Sesampainya di parkiran sekolah, hampir semua mata tertuju padaku.

Apasih? Aku tau kalau aku itu cantik.

Aku menstandard sepeda listrikku lalu menguncinya agar tidak ada yang mencurinya nanti.

"Ekhem!" Dehem seseorang membuatku langsung menoleh padanya.

Ternyata itu Ezra...

Dia membuka helm fullfacenya sambil sedikit mengacak rambutnya.

Wahh.. ganteng sekali..

Eh? Aku barusan bilang apa?

Dia menatapku sambil meletakkan helmnya di kaca spion. Karena dia menatapku, jadi aku mengalihkan tatapanku saja.

Berniat ingin mengambil tas malah keduluan si Ezra yang ambil tasku.

Dia juga melepas helmku lalu meletakkannya di keranjang sepeda listrikku.

Sepertinya hari ini pun aku tidak bisa lepas dari Ezra..

Aku menghela nafasku sambil mengikuti Ezra dari belakang.

"Di sampingku, bukan di belakangku." Tegur Ezra.

Aku menyamai langkah Ezra agar bisa berjalan di sampingnya.

"Eh ada si caper." Kata seseorang.

Sepertinya itu perempuan centil yang suka pada Ezra.

"Lihat bahkan dia menyuruh Ezra membawakan tasnya. Memangnya Ezra babunya."

Hhhh.. padahal Ezra sendiri yang bawa tasku.

"Kalian iri kan ya? Tidak bisa seperti aku kan ya? Kan hanya aku yang bisa dekat dengan Ezra. Bahkan aku bisa menggandengnya kapanpun. Sedangkan kalian tidak bisa kan.. Makanya kalian menjelekkan aku karena kalian tidak bisa." Balasku pada mereka sambil bergelayut manja di lengan Ezra.

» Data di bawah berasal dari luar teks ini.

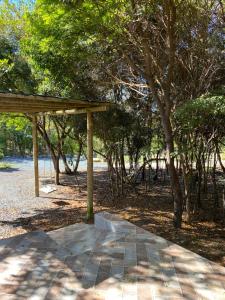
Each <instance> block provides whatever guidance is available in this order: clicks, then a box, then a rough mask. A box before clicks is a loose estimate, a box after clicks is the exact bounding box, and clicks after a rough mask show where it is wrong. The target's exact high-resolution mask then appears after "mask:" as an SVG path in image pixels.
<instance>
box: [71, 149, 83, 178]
mask: <svg viewBox="0 0 225 300" xmlns="http://www.w3.org/2000/svg"><path fill="white" fill-rule="evenodd" d="M82 148H83V147H82V143H79V149H78V154H77V159H76V163H75V167H74V169H73V172H74V174H76V173H77V170H78V167H79V163H80V158H81V153H82Z"/></svg>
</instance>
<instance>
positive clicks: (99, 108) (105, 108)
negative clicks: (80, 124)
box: [40, 105, 109, 116]
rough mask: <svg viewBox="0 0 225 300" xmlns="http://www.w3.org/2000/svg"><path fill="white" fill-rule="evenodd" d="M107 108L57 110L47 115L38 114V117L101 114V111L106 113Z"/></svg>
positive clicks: (104, 107) (103, 106)
mask: <svg viewBox="0 0 225 300" xmlns="http://www.w3.org/2000/svg"><path fill="white" fill-rule="evenodd" d="M108 108H109V106H108V105H103V106H96V107H92V108H76V109H69V110H68V109H67V110H58V111H51V112H47V113H40V115H43V114H44V115H56V116H60V115H78V114H86V113H88V112H101V111H107V110H108Z"/></svg>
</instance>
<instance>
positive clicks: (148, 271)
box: [0, 213, 225, 300]
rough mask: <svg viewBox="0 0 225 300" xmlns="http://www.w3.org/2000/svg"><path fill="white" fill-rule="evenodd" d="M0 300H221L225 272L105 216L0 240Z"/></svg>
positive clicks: (156, 238)
mask: <svg viewBox="0 0 225 300" xmlns="http://www.w3.org/2000/svg"><path fill="white" fill-rule="evenodd" d="M0 299H1V300H6V299H7V300H11V299H13V300H14V299H16V300H20V299H32V300H44V299H45V300H50V299H51V300H75V299H76V300H78V299H79V300H81V299H82V300H97V299H105V300H110V299H113V300H122V299H123V300H128V299H129V300H145V299H146V300H147V299H148V300H150V299H152V300H153V299H154V300H181V299H188V300H203V299H207V300H225V268H223V267H221V266H218V265H216V264H214V263H212V262H210V261H208V260H206V259H204V258H202V257H201V256H199V255H197V254H195V253H193V252H190V251H188V250H186V249H184V248H182V247H180V246H178V245H175V244H173V243H170V242H168V241H167V240H165V239H163V238H161V237H159V236H156V235H154V234H151V233H150V232H148V231H145V230H143V229H141V228H139V227H136V226H135V225H133V224H131V223H129V222H127V221H123V220H121V219H119V218H118V217H117V216H115V215H111V214H109V213H98V214H96V215H95V225H87V224H75V225H72V226H68V227H65V228H62V229H59V230H55V231H52V232H49V233H44V232H31V233H27V234H24V235H19V236H16V237H13V238H9V239H5V240H0Z"/></svg>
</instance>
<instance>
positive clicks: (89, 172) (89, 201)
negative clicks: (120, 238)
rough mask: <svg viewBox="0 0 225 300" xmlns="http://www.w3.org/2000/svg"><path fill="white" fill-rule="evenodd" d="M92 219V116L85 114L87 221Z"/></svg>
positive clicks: (92, 130)
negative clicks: (86, 152)
mask: <svg viewBox="0 0 225 300" xmlns="http://www.w3.org/2000/svg"><path fill="white" fill-rule="evenodd" d="M93 217H94V215H93V115H92V113H91V112H87V221H92V220H93Z"/></svg>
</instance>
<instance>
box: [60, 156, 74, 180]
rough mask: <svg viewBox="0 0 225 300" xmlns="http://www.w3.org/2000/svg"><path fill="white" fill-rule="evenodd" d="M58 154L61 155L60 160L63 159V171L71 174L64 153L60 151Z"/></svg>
mask: <svg viewBox="0 0 225 300" xmlns="http://www.w3.org/2000/svg"><path fill="white" fill-rule="evenodd" d="M60 155H61V157H62V161H63V164H64V167H65V173H66V174H72V170H71V169H70V167H69V165H68V163H67V159H66V155H65V154H64V153H63V152H62V151H61V153H60Z"/></svg>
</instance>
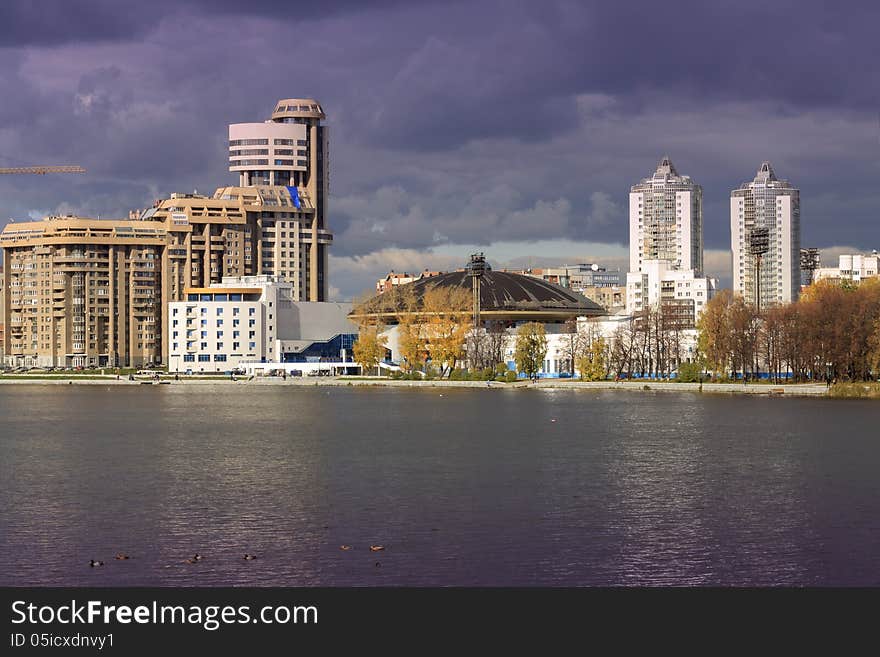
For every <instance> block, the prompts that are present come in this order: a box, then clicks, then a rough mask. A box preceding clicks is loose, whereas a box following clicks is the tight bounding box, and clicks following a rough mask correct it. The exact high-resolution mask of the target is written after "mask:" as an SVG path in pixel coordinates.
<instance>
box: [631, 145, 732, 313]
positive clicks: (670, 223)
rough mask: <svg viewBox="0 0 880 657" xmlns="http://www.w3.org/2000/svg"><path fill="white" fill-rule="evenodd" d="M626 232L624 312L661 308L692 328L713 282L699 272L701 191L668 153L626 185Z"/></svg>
mask: <svg viewBox="0 0 880 657" xmlns="http://www.w3.org/2000/svg"><path fill="white" fill-rule="evenodd" d="M629 234H630V244H629V254H630V255H629V258H630V271H629V273H628V274H627V275H626V311H627V313H629V314H633V315H637V314H641V313H644V312H646V311H648V310H650V309H659V310H661V311H662V312H663V313H664V315H665V316H666V317H673V318H677V319H676V324H677V325H678V326H679V327H681V328H689V327H693V326H694V325H695V324H696V322H697V319H698V318H699V316H700V314H701V313H702V312H703V309H704V308H705V306H706V303H707V302H708V301H709V299H711V298H712V296H713V295H714V293H715V289H716V287H717V281H716V280H715V279H712V278H708V277H706V276H704V275H703V190H702V188H701V187H700V186H699V185H697V184H696V183H694V182H693V181H692V180H691V179H690V177H688V176H682V175H680V174H679V173H678V171H676V169H675V166H674V165H673V164H672V161H671V160H670V159H669V157H668V156H664V157H663V158H662V159H661V160H660V164H659V165H658V166H657V169H656V170H655V171H654V175H653V176H651V177H650V178H645V179H643V180H642V181H641V182H640V183H638V184H636V185H633V186H632V187H631V188H630V195H629Z"/></svg>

Aku menjulurkan lidahku ke mereka lalu melanjutkan jalan kami ke kelas.

Semua orang yang berada di koridor hanya menertawakan mereka yang sudah mengusikku tadi.

Aku melepas gelayutanku pada Ezra.

"Kenapa dilepas?" Tanya Ezra.

"Terserah aku." Jawabku.

"Gandeng aja lagi." Kata Ezra sambil terkekeh.

Aku jadi salfok sama senyuman dan kekehannya. GANTENG BANGET SIHH!!!